The Syrian Observatory for Human Rights, which monitors conflict in Syria, said the Russian casualties occurred when their convoy was hit by Turkish shelling.
The security source said the attack came from an area where Turkish troops are deployed and that the wounded were treated in Afrin, an area controlled by Turkish-backed troops.
The Russian defence ministry did not immediately respond to a Reuters request for comment. Russia intervened in Syria’s conflict in 2015, using air strikes and deploying advisers as well as military police to help Syrian President Bashar al-Assad retake territory from rebels, some of them backed by Turkey.
A Turkish defence ministry official said on Monday reports that Turkish forces had shelled positions in Aleppo’s northern countryside and hit Russian armoured vehicle were “untrue.”
The Syrian National Army, an opposition faction backed by Turkey which controls the area near where the attack took place, did not respond to a Reuters request for comment.
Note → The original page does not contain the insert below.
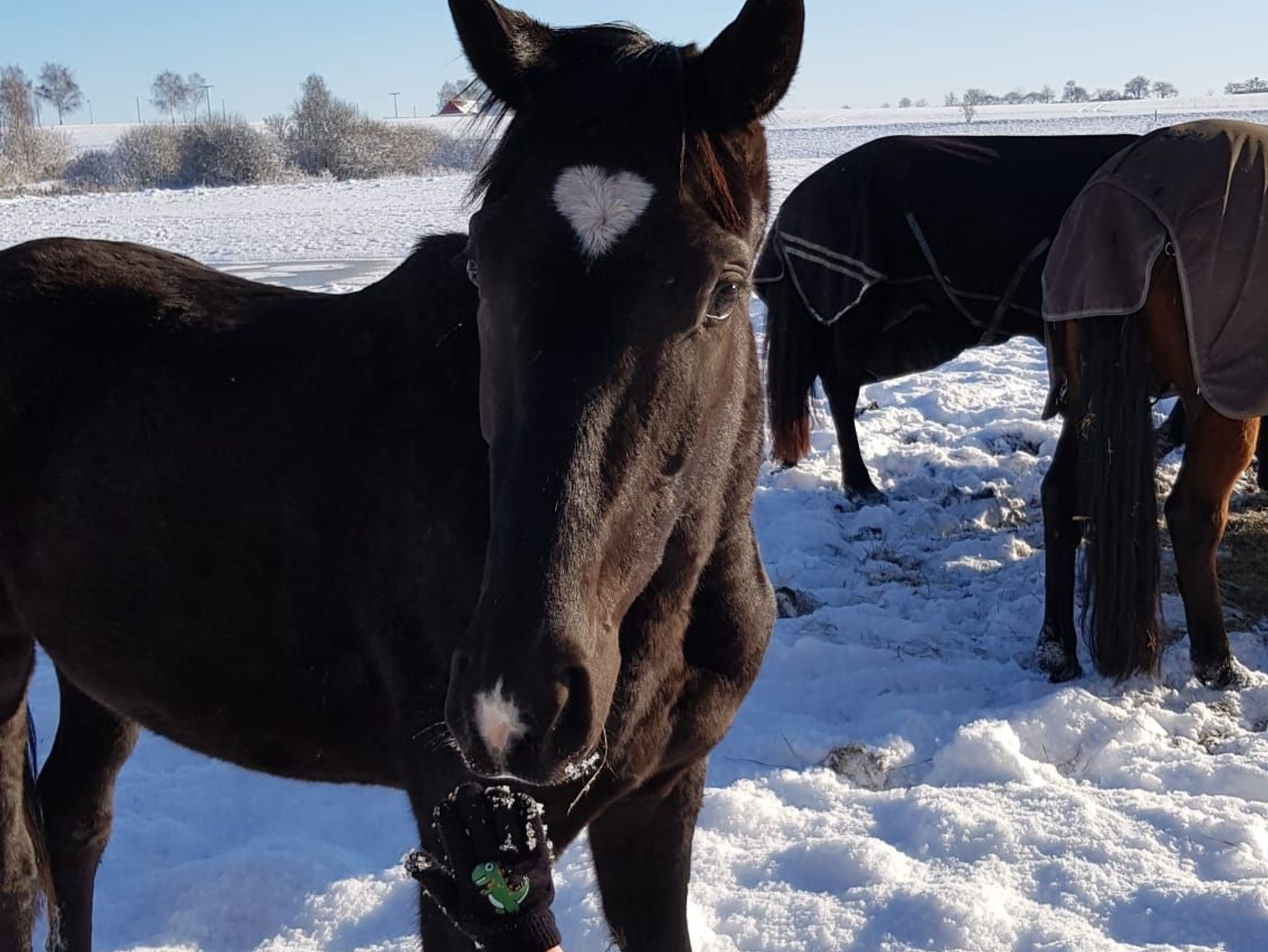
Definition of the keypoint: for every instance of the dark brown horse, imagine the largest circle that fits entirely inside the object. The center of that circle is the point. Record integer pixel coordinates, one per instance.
(898, 256)
(1158, 283)
(381, 539)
A video published by Ronahi TV, a station affiliated with the Kurdish-led autonomous administration in northeast Syria, showed men in fatigues transporting at least two men on stretchers into a Russian helicopter.
The helicopter is then seen taking off. It was not immediately clear where the helicopter was flying to, who the apparently wounded men were or what was being said in the video.
Syria’s 12-year conflict has carved the country into complex zones of control where outside actors – including government allies Russia and Iran, as well as Turkey and the United States – hold significant sway.
In 2015, Turkey shot down a Russian warplane near the Syrian border but Ankara and Moscow have since mended relations. They coordinate joint patrols in northern Syria and Russia is trying to mediate between the governments of Turkey and Syria.